Many risk prediction tools exist [7, 8, 30], however, no single risk stratification system provides complete and robust prognostication, particularly in a varied, heterogenous population such as those patients undergoing emergency laparotomy. An ideal risk prediction tool would rely upon readily available parameters which are routinely assessed pre-operatively and inputted into a calculation system which is accessible and easy-to-use. Inflammation-based prognostic markers fit many of these characteristics.

Previous studies have found CAR and NLR to correlate with outcomes in multiple conditions, including sepsis and in abdominal surgery [24,25,26,27,28]. The aim of this study was to assess their relationship to outcomes in over 80s undergoing emergency laparotomy—a group which provides surgeons with complex and difficult decision-making problems. A single study is available in the literature considering the prognostic role of NLR in patients over the age of 80 undergoing emergency abdominal surgery [28]. Our data supports findings of NLR being associated with mortality in patients over the age of 80 undergoing emergency laparotomy and demonstrates an association between NLR and 30-day, 90-day and inpatient mortality. However, we have identified an NLR cut-off value of 8 as a prognostic marker, significantly lower than NLR > 22 previously described.

In contrast to evidence in the literature and to the findings of NLR as a prognostic indicator, CAR has no association with mortality in this group of patients in terms of inpatient, 30-day and 90-day mortality. To our knowledge, this is the first finding of an NLR > 8 as a pre-operative predictor of mortality in over-80s undergoing emergency laparotomy. Furthermore, we are not aware of accounts in the literature of a direct comparison of NLR to CAR in the same population demonstrating NLR to be a superior prognostic indicator.

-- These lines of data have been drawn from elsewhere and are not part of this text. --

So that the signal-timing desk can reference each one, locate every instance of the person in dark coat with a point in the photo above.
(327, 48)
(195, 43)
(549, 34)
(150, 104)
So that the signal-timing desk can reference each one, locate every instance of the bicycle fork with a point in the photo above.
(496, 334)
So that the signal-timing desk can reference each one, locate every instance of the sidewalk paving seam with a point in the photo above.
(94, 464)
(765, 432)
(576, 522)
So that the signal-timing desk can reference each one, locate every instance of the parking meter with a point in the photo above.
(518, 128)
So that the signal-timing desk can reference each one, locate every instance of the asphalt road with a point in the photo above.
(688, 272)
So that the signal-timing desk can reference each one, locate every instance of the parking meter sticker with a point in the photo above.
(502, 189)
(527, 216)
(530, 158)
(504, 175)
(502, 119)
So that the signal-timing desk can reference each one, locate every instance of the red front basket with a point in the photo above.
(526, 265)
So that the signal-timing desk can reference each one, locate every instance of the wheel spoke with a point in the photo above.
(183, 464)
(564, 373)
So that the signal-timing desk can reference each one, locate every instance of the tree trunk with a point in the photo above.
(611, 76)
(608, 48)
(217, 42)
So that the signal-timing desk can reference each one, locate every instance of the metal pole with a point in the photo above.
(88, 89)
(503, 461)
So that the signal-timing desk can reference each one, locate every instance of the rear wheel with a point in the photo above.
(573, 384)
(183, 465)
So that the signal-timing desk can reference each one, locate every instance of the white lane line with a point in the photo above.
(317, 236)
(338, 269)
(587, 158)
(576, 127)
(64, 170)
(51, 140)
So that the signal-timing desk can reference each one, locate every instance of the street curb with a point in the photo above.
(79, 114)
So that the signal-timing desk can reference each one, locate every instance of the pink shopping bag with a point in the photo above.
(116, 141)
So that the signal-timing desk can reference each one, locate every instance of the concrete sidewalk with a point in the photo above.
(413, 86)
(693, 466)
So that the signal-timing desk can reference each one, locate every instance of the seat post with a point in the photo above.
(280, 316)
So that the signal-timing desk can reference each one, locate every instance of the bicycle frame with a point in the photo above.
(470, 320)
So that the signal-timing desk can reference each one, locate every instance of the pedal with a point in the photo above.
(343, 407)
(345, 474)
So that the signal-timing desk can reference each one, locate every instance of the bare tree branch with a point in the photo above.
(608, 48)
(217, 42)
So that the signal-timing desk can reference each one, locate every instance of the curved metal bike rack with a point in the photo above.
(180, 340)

Our paper has several strengths and weaknesses. It is a retrospective study confined to those who underwent emergency laparotomy. Accordingly a group of comparator patients with similar pathology who did not receive surgery have not been examined. However, it is likely that these patients would not have had surgery due to an unrecoverable problem, fitness for surgery or patient wishes. In any case, these patients would not have been considered for surgery. Furthermore, the study population is limited to the over 80s and the NLR cannot be generalised to a younger population.

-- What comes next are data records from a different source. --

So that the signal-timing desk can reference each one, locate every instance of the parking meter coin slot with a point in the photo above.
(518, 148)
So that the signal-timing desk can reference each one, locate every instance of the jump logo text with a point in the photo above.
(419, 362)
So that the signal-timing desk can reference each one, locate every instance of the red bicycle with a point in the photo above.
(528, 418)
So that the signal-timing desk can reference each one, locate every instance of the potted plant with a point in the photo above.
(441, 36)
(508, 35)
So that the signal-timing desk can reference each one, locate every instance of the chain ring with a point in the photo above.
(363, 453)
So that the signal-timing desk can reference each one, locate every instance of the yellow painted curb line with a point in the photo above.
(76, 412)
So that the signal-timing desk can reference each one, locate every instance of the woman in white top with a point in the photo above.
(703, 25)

Our study population represents all patients who underwent surgery—this a real-world group of patients with their inherent heterogeneity, yet despite this the NLR stands out as a strong candidate as a prognostic factor. The NLR may be a surrogate marker for sepsis but it provides a simple numerator that can be used in risk prediction, possibly before clinical indicators such as shock and hypoperfusion are manifested.

We have identified NLR as a marker of outcome which may be used alone as a prognostic indicator in patients over the age of 80 undergoing emergency laparotomy. Additionally, NLR could have a potential future role as a variable in multi-variate prognostic indicators which may supercede current risk prediction tools such as P-POSSUM and APACHE-II. Further work may be done to expand the assessment of NLR as a prognostic indicator in all patients undergoing emergency laparotomy and in all patients undergoing emergency surgery.